El Paso Shooting Suspect’s Manifesto Echoes Trump’s Language


Grant Stinchfield, a former host of NRATV, the defunct online media arm of the National Rifle Association, said his “heart aches” for the victims of El Paso, but he accused the news media and Democrats of unfairly blaming Mr. Trump for a crime committed by a “disgusting, deranged human being.”

“Evil has existed since the beginning of time,” Mr. Stinchfield said. “To blame the president or any other conservative on the actions of a deranged lunatic is insane and flat-out disgusting. The problem with liberals today is they do not want to take responsibility for anything. They will blame everyone but the shooter.”

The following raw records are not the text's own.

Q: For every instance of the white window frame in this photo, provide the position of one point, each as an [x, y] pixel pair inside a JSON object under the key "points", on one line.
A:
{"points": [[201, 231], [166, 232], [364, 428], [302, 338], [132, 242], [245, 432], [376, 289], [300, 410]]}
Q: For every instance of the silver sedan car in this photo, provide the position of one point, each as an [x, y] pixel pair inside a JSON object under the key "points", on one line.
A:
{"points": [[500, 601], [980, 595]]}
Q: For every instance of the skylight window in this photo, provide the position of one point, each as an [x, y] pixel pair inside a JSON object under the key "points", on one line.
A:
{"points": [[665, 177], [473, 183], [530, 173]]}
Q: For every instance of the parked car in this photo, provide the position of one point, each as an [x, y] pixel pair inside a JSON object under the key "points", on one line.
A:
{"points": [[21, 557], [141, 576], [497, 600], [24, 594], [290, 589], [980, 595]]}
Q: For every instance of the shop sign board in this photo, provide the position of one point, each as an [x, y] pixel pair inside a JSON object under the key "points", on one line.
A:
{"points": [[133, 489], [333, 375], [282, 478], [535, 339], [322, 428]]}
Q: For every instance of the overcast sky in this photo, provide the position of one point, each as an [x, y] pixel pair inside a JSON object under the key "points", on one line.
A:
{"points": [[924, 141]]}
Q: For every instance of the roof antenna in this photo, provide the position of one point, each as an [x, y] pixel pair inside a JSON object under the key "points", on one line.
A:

Kris Kobach, the former secretary of state in Kansas and an immigration hard-liner who is close to Mr. Trump, said Democrats were being outrageous. “They are trying to exploit this horrific tragedy to attack the president and push an open-borders agenda and push gun control,” he said. “It’s not only incorrect, it’s improper to do this at a time when people are still grieving.”

Dark, anti-immigrant language has flavored American politics for generations. Politicians in the 1880s and 1920s rose to power by seizing on fears of Italians, Japanese, Chinese and other immigrants, stoking fears about the loss of the “American identity.”

In more recent years, those who trafficked in racist conspiracies and warned that immigrants were a threat to the safety and economic well-being of native-born Americans were largely ignored by the bipartisan establishment even as they gave voice to the views of many Americans who felt disenfranchised.

But Mr. Trump embraced racist conspiracies for years: He was among the leading voices who pushed the “birtherism” lie claiming that President Barack Obama was not born in the United States. And since his campaign for the presidency, Mr. Trump has taken those views to the center of American politics. He denounces immigrant gang members as “animals” and complains that unauthorized migrants “pour into and infest” the United States. Illegal immigration is a “monstrosity,” he says, while demanding that even American-born congresswomen of color “go back” to their home countries.

He uses the word “aliens” to refer to immigrants long after it was deemed dehumanizing even by other Republicans. And his language about immigration is suffused in anger: In El Paso earlier this year, he demanded that Democrats help him “deport criminal aliens and keep the coyotes and traffickers and drug dealers the hell out of our country.”